Question

Solve the equation \[\tan 3\theta +\tan \theta =2\tan 2\theta \].

Answer 1

Hint: As we know that the tangent of any angle is equal to the ratio of sine to cosine of that angle, so we will substitute the value of tangent in terms of sine and cosine.

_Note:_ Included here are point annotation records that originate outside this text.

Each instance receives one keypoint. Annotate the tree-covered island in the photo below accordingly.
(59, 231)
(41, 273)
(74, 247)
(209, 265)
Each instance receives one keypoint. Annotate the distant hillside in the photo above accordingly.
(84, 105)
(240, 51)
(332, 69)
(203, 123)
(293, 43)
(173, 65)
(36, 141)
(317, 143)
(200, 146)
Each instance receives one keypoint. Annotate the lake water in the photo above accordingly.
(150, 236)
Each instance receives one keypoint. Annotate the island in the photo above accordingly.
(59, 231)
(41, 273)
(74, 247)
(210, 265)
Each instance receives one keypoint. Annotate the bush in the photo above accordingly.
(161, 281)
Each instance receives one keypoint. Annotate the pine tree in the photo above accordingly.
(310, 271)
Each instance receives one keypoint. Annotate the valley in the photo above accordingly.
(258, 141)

Also we will use the trigonometric identity which is given as follows:

Complete step-by-step answer:

\[\sin A\cos B\pm \cos A\sin B=\sin \left( A\pm B \right)\]

We have been given the equation \[\tan 3\theta +\tan \theta =2\tan 2\theta \].

\[\begin{align}

  & \tan 3\theta +\tan \theta =\tan 2\theta +\tan 2\theta \\

 & \tan 3\theta +\tan 2\theta =\tan 2\theta -\tan \theta \\

\end{align}\]

As we know that tangent of any angle is equal to the ratio of sine to cosine of that angle.

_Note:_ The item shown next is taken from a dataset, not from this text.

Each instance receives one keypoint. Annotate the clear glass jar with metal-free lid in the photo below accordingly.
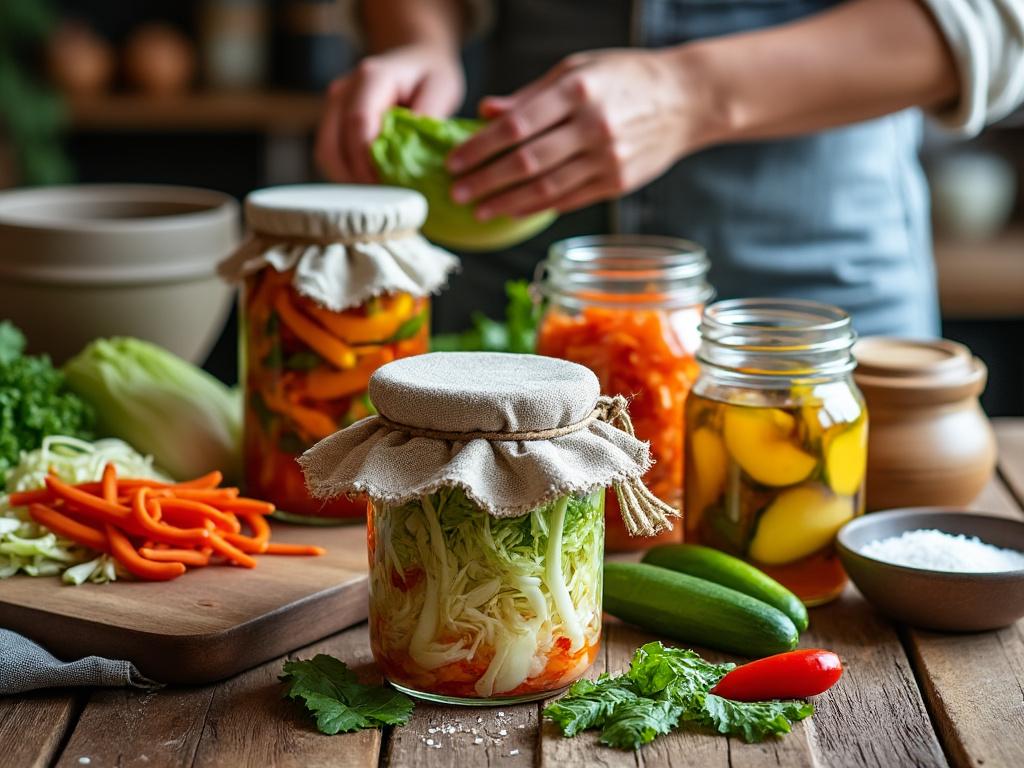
(487, 475)
(628, 307)
(776, 439)
(336, 282)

So by substituting the value of tangent in terms of sine and cosine, we get as follows:

\[\dfrac{\sin 3\theta }{\cos 3\theta }-\dfrac{\sin 2\theta }{\cos 2\theta }=\dfrac{\sin 2\theta }{\cos 2\theta }-\dfrac{\sin \theta }{\cos \theta }\]

Taking LCM of terms on both the sides of the equality, we get as follows:

\[\dfrac{\sin 3\theta \cos 2\theta -\sin 2\theta \cos 3\theta }{\cos 3\theta \cos 2\theta }=\dfrac{\sin 2\theta \cos \theta -\sin \theta \cos 2\theta }{\cos 2\theta \cos \theta }\]

As we know that \[\sin A\cos B-\cos A\sin B=\sin \left( A-B \right)\].

So by using the trigonometric identity mentioned above, we get as follows:

\[\begin{align}

  & \dfrac{\sin \left( 3\theta -2\theta \right)}{\cos 3\theta \cos 2\theta }=\dfrac{\sin \left( 2\theta -\theta \right)}{\cos 2\theta \cos \theta } \\

 & \dfrac{\sin \left( \theta \right)}{\cos 3\theta \cos 2\theta }-\dfrac{\sin \left( \theta \right)}{\cos 2\theta \cos \theta }=0 \\

\end{align}\]

Taking \[\sin \theta \] common, we get as follows:

\[\begin{align}

  & \sin \theta \left[ \dfrac{1}{\cos 3\theta \cos 2\theta }-\dfrac{1}{\cos 2\theta \cos \theta } \right]=0 \\

 & \dfrac{\sin \theta }{\cos 2\theta }\left[ \dfrac{1}{\cos 3\theta }-\dfrac{1}{\cos \theta } \right]=0 \\

 & \dfrac{\sin \theta }{\cos 2\theta }\left[ \dfrac{\cos \theta -\cos 3\theta }{\cos \theta \cos 3\theta } \right]=0 \\

\end{align}\]

As we know that \[\cos C-\cos D=-\sin \left( \dfrac{C+D}{2} \right)\sin \left( \dfrac{C-D}{2} \right)\].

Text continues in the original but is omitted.